Care management will also improve, say ACO proponents, because the ACO doctors and nurses will have access to the electronic medical records of patients, in contrast to emergency room personnel starting from scratch.
Improved access at the primary care level is in every ACO playbook. The operating assumption is that longer evening and weekend hours will mean fewer patients going to the emergency room for nonemergency care. Care management will also improve, say ACO proponents, because the ACO doctors and nurses will have access to the electronic medical records of patients, in contrast to emergency room personnel starting from scratch.
Salmon was recently a patient at Prohealth, a primary care group headquartered in Farmington, Conn., that has a Cigna ACO contract. He spied a sign notifying patients about extended evening and weekend hours and was thrilled. All the talk about expanded access is becoming reality: “People are changing how they deliver care.”
Another reason their fans believe that ACOs can succeed in a way that ’90s-style managed care did not is the data explosion of the 2010s. “Now we have the data to better manage care,” says Murphy, of Iowa Health System.
But information is one thing, and making good use of it is another. Murphy’s organization and others buy analysis software to pull useful information out of patients’ electronic health records. Kurose says provider organizations like his have experience dealing with utilization data from pay-for-performance programs, but understanding cost data, which includes inpatient mix, price, and utilization, is much harder.
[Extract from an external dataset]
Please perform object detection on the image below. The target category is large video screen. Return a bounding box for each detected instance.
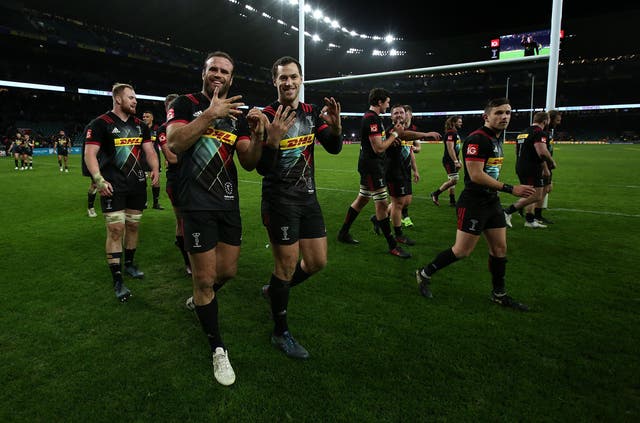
[491,29,562,59]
There is an alternate view on ACOs: that they really aren’t such a big break from the past. In fact, to the extent that they are successful it may be partly because payers and providers are playing fairly on somewhat familiar turf. They come in various guises and degrees of effectiveness, but care coordination, quality measures, capitated payment schemes — there’s nothing new about them for many payers and providers. “We have 20 years of experience in the accountability space,” says Scott Sarran, MD, chief medical officer of government programs at Health Care Service Corp., the Chicago-based umbrella organization for the Blue Cross & Blue Shield plans in Illinois, Texas, Oklahoma, and New Mexico.
Sarran and others don’t see ACOs as the be-all and end-all of efforts to fix health care costs and quality. Indeed, few assert otherwise, including Donald Berwick, who as administrator of CMS when the regulations for the Medicare ACOs were drafted has probably done more to bring ACOs into being than anyone else. Berwick wrote an editorial last year in JAMA in which he used pretty much every expression available for hedging one’s bet: ACOs are a guess, a work in progress, not a panacea, one tool for improvement, one program in “a suite of new forms and environments that the nation will be testing.”
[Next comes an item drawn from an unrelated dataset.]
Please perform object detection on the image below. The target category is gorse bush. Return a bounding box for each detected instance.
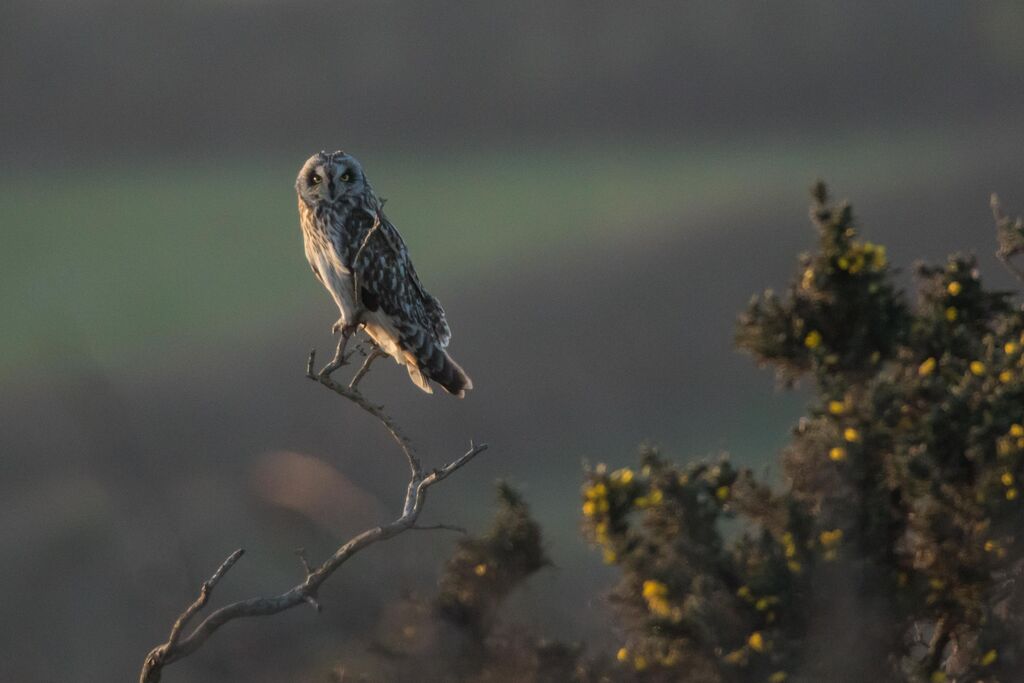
[583,184,1024,683]
[335,184,1024,683]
“ACOs are the current vehicles of change and the biggest change that maybe we have seen in the last ten to fifteen years,” says Englehart, at Advocate. “They are not the final destination.”
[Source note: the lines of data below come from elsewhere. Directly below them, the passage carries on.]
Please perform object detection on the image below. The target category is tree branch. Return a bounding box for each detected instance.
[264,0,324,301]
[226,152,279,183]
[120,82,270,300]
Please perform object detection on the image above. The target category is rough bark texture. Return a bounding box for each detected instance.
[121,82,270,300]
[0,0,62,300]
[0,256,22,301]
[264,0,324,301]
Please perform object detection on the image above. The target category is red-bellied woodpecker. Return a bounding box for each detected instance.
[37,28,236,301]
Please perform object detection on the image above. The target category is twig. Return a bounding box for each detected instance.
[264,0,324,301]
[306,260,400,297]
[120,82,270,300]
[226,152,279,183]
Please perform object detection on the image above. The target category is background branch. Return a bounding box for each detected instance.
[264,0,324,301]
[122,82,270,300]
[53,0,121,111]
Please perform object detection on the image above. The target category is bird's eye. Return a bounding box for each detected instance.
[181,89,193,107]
Kurose at Coastal has a different take. His group has invested heavily in the infrastructure to support an ACO and sought both Medicare and commercial ACO contracts. The result of the large portfolio of ACO contracts is, in Kurose’s words, “the penetration of the shared-savings model across the entirety of our population.” The goal, he says, has been to establish one type of care, blind to a patient’s insurance coverage. “Philosophically we were uncomfortable doing it any other way and, pragmatically, it is very important.
“Can you stick a toe in the water, or do you really need to be all-in to be successful?” Kurose asks, and then answers: “I could argue from our experience that this would be difficult to approach piecemeal.”